About

This notebook is a quick walkthough of Linear Regression inner workings. We will not be using any external Machine Learning library (except for numpy, which really is a scientific computing libray than a Machine Learning one).

Every piece of the algorithm (right from model, to cost function, until gradinent decent) will be built from scratch.

What We Need

From the outset, as explained in the blog post, we need three important things to build any Machine Learning model

  1. Data from which We Need to Learn/represent
  2. Model
  3. Cost Function
  4. Optimization Algorithm (we'd be using Gradient Decent here as most production tasks use some or the other variation of this algorithm and as it suits our purpse here)

Part 1: The Data

Your dataset can contain anywhere between a few hundred to few million different datapoints. These datapoints are fed into an Optimization Algorithm multiple times. With each iteration, the Gradient Decent (Optimzation Algorithm), calculates the Output of the model, computes the cost based on that computation and real value (comes from the data itself), and then updates the parameters to minimize the loss.

For our case here, we will be just using 2 data points. x = [10, 20], with corresponding y = [105, 205].

import numpy as np

x_train = np.array([10, 20])
y_train = np.array([105, 205])

# also some test data
x_test = np.array([30, 40])
y_test = np.array([305, 405])

Part 2: The Model

Let's now build the function which will represent our model. Since we are doing linear regression, we will be using: y = wx + b

Here w is a weight and b is a bias term – they're generally referred as model parameters.

> Important: All in all, all we need is the right parameters that will represent the data well. i.e. Machine Learning is really the process of obtaining the best parameters w and b that fits our data well – also called as training. Once we have these parameters, we use it to predict unseen data, also called as inference. These two steps are all there is to it. We'll be doing both in this tutorial!

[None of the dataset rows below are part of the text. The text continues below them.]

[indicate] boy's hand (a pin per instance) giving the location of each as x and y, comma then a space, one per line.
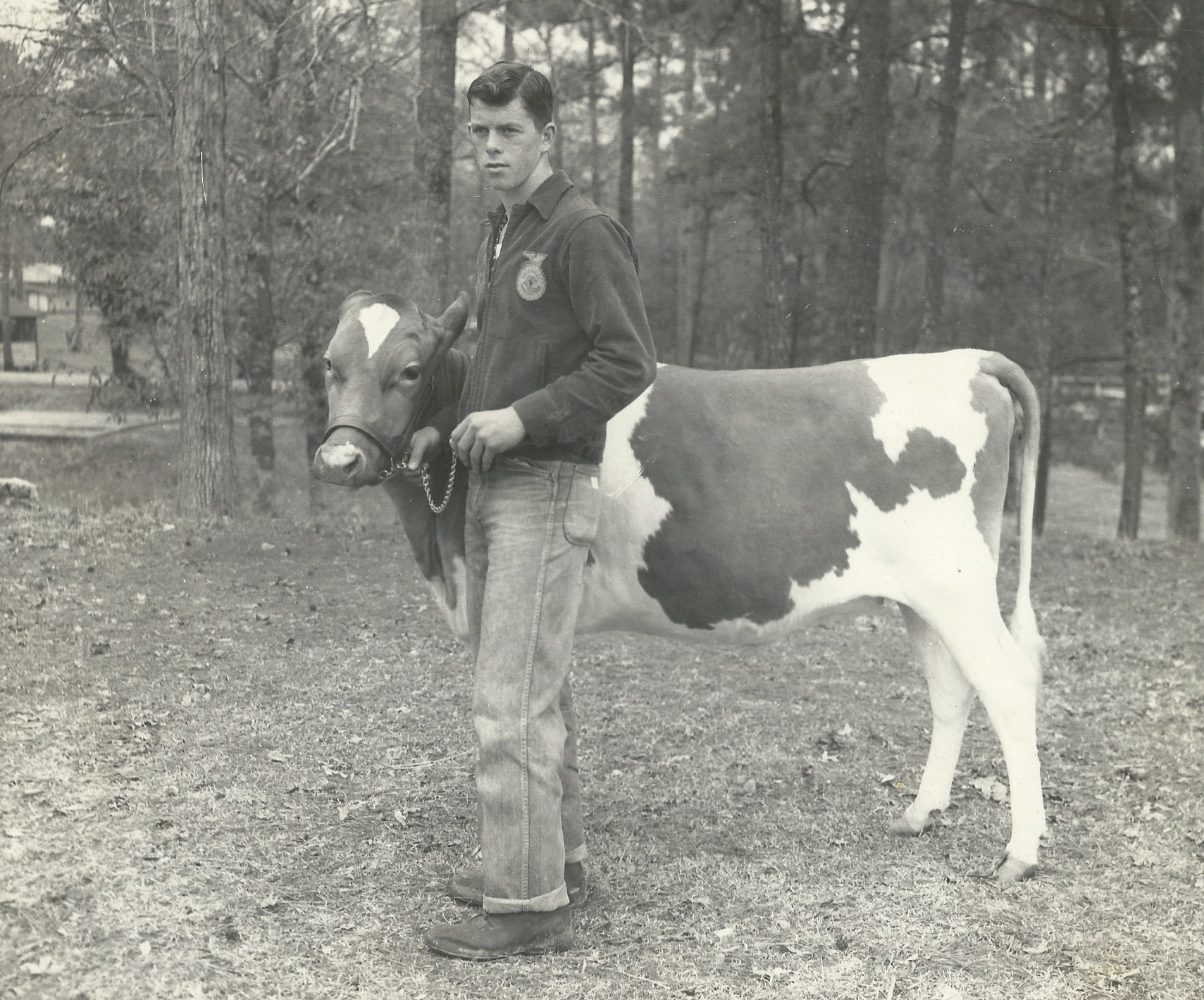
485, 434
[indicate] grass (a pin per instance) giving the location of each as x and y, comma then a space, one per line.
237, 763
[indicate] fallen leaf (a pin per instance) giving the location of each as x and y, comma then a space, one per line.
44, 967
991, 789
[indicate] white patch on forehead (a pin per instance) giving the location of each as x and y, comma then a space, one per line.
930, 392
377, 322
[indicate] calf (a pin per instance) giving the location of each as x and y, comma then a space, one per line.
740, 506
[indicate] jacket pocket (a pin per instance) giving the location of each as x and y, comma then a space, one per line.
583, 506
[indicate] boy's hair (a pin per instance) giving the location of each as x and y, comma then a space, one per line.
504, 81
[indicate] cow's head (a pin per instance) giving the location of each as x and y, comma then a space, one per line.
380, 366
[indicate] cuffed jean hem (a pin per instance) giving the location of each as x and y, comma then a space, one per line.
541, 904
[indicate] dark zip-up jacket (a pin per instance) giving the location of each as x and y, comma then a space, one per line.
564, 336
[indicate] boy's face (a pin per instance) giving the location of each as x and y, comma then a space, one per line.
507, 144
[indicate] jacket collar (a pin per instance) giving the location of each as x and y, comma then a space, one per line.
543, 199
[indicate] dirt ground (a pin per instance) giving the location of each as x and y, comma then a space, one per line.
237, 763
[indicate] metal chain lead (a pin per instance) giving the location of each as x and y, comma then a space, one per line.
447, 494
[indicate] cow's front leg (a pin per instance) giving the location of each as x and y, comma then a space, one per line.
951, 698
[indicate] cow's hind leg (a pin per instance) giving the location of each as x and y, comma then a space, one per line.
951, 698
1005, 682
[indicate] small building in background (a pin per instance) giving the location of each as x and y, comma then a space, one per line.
25, 355
45, 289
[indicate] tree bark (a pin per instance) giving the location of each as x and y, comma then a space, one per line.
701, 287
1127, 222
507, 35
5, 311
688, 222
933, 331
259, 363
771, 344
433, 156
591, 103
628, 120
207, 472
857, 324
75, 337
1185, 313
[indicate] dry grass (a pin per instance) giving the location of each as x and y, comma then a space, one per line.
237, 770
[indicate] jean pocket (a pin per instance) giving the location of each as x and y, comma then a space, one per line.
583, 504
529, 466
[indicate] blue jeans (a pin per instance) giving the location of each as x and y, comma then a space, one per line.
528, 533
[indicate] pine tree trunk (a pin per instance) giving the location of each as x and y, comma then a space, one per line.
933, 332
75, 339
857, 307
259, 363
591, 103
5, 311
701, 285
686, 223
507, 35
771, 346
1185, 313
628, 122
433, 156
1134, 335
206, 472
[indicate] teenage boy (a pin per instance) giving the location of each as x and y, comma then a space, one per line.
564, 346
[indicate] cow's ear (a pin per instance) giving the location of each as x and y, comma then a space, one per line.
455, 317
352, 300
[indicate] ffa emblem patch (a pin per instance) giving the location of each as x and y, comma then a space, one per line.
531, 285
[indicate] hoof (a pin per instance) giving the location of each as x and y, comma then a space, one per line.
905, 827
1014, 870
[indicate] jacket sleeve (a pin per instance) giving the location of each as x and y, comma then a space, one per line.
599, 268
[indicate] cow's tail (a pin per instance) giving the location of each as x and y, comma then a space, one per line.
1024, 621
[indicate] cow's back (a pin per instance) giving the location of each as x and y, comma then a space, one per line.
736, 502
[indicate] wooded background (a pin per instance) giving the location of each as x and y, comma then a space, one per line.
806, 182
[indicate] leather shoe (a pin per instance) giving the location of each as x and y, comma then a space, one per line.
489, 937
468, 886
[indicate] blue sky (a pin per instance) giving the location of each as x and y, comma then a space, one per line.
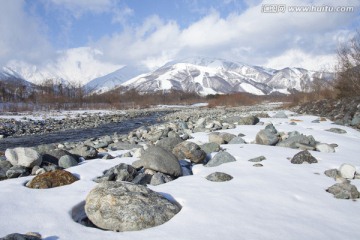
152, 32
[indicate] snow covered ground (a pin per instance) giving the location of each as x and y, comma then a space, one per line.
277, 201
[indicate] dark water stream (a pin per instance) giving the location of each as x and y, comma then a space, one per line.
75, 135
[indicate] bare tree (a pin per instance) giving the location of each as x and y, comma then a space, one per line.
348, 68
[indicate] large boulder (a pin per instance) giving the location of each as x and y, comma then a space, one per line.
169, 143
26, 157
189, 150
160, 160
303, 157
221, 138
210, 147
220, 158
344, 190
122, 206
52, 179
347, 171
249, 120
121, 172
85, 151
266, 137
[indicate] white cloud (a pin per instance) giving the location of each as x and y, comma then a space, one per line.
252, 37
21, 35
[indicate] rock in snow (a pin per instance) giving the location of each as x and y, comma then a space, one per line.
26, 157
121, 206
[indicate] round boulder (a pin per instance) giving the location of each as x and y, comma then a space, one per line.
121, 206
26, 157
189, 150
52, 179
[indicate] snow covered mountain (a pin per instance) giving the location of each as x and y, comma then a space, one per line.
114, 79
216, 76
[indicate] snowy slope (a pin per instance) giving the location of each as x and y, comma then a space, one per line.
217, 76
114, 79
76, 66
279, 201
204, 76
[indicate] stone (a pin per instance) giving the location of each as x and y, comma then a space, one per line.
4, 167
237, 140
347, 171
18, 236
303, 157
324, 147
189, 150
280, 114
85, 151
221, 138
142, 179
67, 161
159, 178
257, 159
210, 147
169, 143
18, 171
336, 130
249, 120
121, 206
53, 155
121, 172
26, 157
294, 140
344, 191
160, 160
266, 137
333, 173
219, 177
220, 158
52, 179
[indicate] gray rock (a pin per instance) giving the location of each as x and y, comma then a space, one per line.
324, 147
160, 160
257, 159
294, 141
142, 179
266, 137
303, 156
347, 171
26, 157
67, 161
138, 206
17, 171
4, 167
237, 140
121, 172
280, 114
249, 120
336, 130
220, 158
344, 191
189, 150
333, 173
123, 146
219, 177
18, 236
169, 143
85, 151
159, 178
221, 138
210, 147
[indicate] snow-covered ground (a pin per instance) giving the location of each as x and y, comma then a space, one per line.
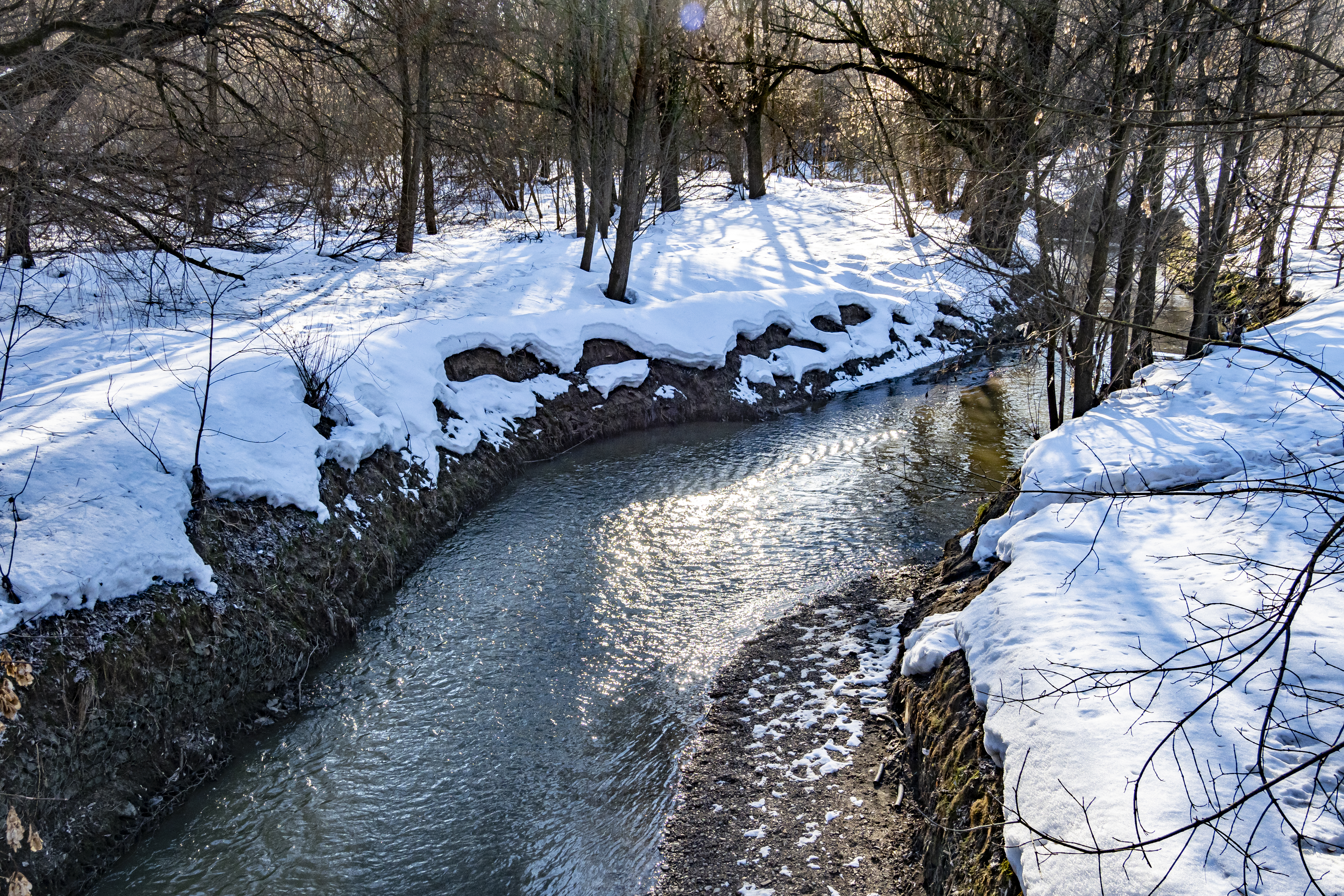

Now, lets build a function that will help us compute the output y, based on model wx + b

def compute_model_output(w, x, b):
    # print(f"w: {w}, x: {x}, b: {b}")
    model_output = w*x + b
    return model_output

Let's assume that our input x is 2. Our learned parameters are w=10, b=5. Thus our output should be 10\2 + 5*, which is 25. Let's verify:

compute_model_output(w=10, x=2, b=5)
25

As you can guess, as we have y = [105, 205]. when we're done, we'd like to have w=10, and b=5. Let's see how we can arrive at these values!

That's correct! This means our codified model in Python is returning the expected the values. Feel free to try here with your own examples here.

Part 3: The Cost Function

Now, as explained the blog post, we need a way to measure the performance of our learned model.

i.e. we need a way to measure if our model is producing realistic values.

def compute_cost(y_pred, y, m):
    # y_pred = shape:  (1, m), contains the predicted values by the Model
    # y = shape: (1, m), contains the ground truth (in our case, 105, 205)

    cost_per_datapoint = (y_pred - y)**2 # this variable contains the cost per datapoint
    total_cost = sum(cost_per_datapoint)/(2*m)
    return total_cost

Part 4: The Optimization Algorithm

def gradient_decent(iterations, w, x, b, y, alpha):
    """
    returns the learned parameters w, b and list of cost per iteration
    """
    m = len(x)
    all_costs = []
    for i in range(iterations):
        
        model_prediction = compute_model_output(w, x, b)
        cost = compute_cost(y_pred=model_prediction, y=y, m=m)
        dw,db = compute_gradients(model_prediction, y, x, m)
        w, b = update_parameters(w, b, dw, db, alpha)
        all_costs.append(cost)
        print_at = iterations/10
        if i%print_at == 0: # only print 10 progress costs
            print(f"Iteration # {i}, cost: {cost}")
    return w, b, all_costs
def compute_gradients(y_pred, y, x, m):
    diff_per_example = (y_pred - y)/m
    dj_dw = diff_per_example*x
    dj_db = diff_per_example
    return dj_dw, dj_db
def update_parameters(w, b, dw, db, alpha):
    w = w - alpha*sum(dw)
    b = b - alpha*sum(db)
    return w, b

Now that we have all the componenets, let's train our model using our data!

w_init = 10
b_init = 3
iterations = 1000
alpha = 0.0001
w, b, all_costs = gradient_decent(iterations, w_init, x_train, b_init, y_train, alpha)
Iteration # 0, cost: 2.0
Iteration # 100, cost: 0.2093535825341508
Iteration # 200, cost: 0.19784645051025793
Iteration # 300, cost: 0.19738372726634273
Iteration # 400, cost: 0.19699033884724906
Iteration # 500, cost: 0.19659815826785115
Iteration # 600, cost: 0.19620676109658386
Iteration # 700, cost: 0.19581614315416213
Iteration # 800, cost: 0.19542630287300639
Iteration # 900, cost: 0.19503723870480114
print(f"Learned parameters: w: {w}, b: {b}, Expected parameters: w: {10}, b: {5}")
Learned parameters: w: 10.118430918661392, b: 3.026938061811292, Expected parameters: w: 10, b: 5

And.. congratulations!, you have now built the linear regression machine learning model from scratch!!